In their survey of 26 oncologists at Massachusetts General Hospital, Reynolds and colleagues reported low rates of oncologists felt very comfortable managing various toxicities with consultants and outpatient colleagues, including:

  • 23.5% for colitis (52.9% somewhat comfortable);
  • 23.5% for hepatitis (52.9% somewhat comfortable);
  • 29.4% for thyroiditis (35.3% somewhat comfortable);
  • 23.5% for pneumonitis (52.9% somewhat comfortable); and
  • 23.5% for CNS toxicity (35.3% somewhat comfortable).

Additionally, 48% of oncologists surveyed said complications from immune-related adverse events should be managed by a different service.
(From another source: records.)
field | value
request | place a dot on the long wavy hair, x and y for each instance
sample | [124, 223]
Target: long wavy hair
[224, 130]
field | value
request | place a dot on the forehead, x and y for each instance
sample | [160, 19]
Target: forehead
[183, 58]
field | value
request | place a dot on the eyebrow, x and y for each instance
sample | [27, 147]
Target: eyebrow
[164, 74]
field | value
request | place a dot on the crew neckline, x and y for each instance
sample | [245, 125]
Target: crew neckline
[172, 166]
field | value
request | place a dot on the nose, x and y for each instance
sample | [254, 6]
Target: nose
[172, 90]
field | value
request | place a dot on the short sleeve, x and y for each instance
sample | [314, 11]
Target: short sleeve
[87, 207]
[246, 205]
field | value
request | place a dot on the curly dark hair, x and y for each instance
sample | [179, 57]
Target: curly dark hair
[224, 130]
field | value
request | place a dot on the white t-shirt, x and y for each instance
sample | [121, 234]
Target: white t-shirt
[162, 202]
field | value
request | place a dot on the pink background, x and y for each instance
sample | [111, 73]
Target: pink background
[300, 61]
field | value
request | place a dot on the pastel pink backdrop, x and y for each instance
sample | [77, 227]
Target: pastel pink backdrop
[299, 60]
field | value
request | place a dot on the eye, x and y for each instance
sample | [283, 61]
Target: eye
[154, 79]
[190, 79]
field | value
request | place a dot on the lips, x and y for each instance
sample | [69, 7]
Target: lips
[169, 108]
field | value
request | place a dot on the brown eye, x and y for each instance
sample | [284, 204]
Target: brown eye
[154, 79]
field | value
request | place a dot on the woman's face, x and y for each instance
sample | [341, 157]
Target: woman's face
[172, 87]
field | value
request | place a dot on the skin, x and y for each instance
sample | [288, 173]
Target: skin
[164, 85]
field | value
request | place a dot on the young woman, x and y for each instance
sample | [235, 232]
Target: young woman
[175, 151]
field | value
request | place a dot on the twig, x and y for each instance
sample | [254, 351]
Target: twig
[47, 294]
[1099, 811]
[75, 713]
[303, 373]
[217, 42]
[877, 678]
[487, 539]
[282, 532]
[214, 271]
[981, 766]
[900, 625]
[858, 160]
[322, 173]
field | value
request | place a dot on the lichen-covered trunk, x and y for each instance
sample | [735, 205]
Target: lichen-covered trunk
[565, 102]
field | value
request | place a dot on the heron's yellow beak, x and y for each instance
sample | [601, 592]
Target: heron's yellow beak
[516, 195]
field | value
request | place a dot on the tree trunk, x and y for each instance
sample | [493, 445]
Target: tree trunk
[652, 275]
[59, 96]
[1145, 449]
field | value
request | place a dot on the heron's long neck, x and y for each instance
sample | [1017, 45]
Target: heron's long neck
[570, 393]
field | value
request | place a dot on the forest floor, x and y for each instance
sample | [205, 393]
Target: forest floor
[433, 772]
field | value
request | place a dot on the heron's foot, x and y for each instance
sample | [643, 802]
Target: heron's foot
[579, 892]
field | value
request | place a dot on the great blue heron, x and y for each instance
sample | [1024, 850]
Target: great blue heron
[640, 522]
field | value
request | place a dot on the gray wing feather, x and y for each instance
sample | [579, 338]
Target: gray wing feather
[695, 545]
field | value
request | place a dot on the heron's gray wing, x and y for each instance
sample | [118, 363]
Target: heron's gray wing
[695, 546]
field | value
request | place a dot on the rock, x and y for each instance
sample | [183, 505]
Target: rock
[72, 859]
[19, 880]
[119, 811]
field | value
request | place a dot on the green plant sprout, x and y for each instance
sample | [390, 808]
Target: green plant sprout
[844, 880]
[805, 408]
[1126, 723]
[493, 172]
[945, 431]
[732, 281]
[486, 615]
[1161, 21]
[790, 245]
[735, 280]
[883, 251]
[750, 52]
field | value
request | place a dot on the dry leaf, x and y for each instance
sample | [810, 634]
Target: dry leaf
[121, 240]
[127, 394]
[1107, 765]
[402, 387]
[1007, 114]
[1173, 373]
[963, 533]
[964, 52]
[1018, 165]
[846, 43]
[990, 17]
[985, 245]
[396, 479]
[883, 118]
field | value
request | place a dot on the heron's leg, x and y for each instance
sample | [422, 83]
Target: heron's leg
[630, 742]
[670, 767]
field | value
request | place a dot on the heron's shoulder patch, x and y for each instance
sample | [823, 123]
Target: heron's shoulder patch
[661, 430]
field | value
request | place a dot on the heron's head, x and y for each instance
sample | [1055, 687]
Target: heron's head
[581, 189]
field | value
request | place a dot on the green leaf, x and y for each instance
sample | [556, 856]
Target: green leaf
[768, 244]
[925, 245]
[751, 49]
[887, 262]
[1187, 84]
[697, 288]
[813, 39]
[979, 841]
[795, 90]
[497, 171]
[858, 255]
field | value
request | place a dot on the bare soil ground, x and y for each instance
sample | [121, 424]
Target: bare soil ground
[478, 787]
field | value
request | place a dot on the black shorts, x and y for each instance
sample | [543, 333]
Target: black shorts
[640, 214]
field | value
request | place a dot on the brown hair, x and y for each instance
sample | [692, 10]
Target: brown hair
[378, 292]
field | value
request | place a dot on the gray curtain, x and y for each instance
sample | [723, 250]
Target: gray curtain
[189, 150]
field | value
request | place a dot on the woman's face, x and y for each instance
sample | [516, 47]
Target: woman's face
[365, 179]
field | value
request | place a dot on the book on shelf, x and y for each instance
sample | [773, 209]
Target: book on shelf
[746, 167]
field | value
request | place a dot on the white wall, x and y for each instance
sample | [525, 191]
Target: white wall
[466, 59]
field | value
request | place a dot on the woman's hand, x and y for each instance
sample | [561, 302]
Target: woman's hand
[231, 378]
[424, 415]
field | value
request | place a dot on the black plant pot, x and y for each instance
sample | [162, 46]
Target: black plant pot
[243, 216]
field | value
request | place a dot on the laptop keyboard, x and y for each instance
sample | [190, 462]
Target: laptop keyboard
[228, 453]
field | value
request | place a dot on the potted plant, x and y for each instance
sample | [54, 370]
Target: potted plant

“This patient population is readmitted for immune-related adverse events 25% of the time, and readmitted for any cause 69% of the time, which indicates they are a cohort that has a high level of health care utilization,” Reynolds said. “The potentially devastating outcomes from immune-related adverse events requires that we prepare providers and patients for the wave of hospital admissions by developing a coordinated multidisciplinary team-based approach.”

Translational research is needed to identify biomarkers associated with immune-related adverse events and develop strategies to treat those events before they become severe, according to Reynolds. – by Chuck Gormley

 

Disclosures: The authors report no relevant financial disclosures.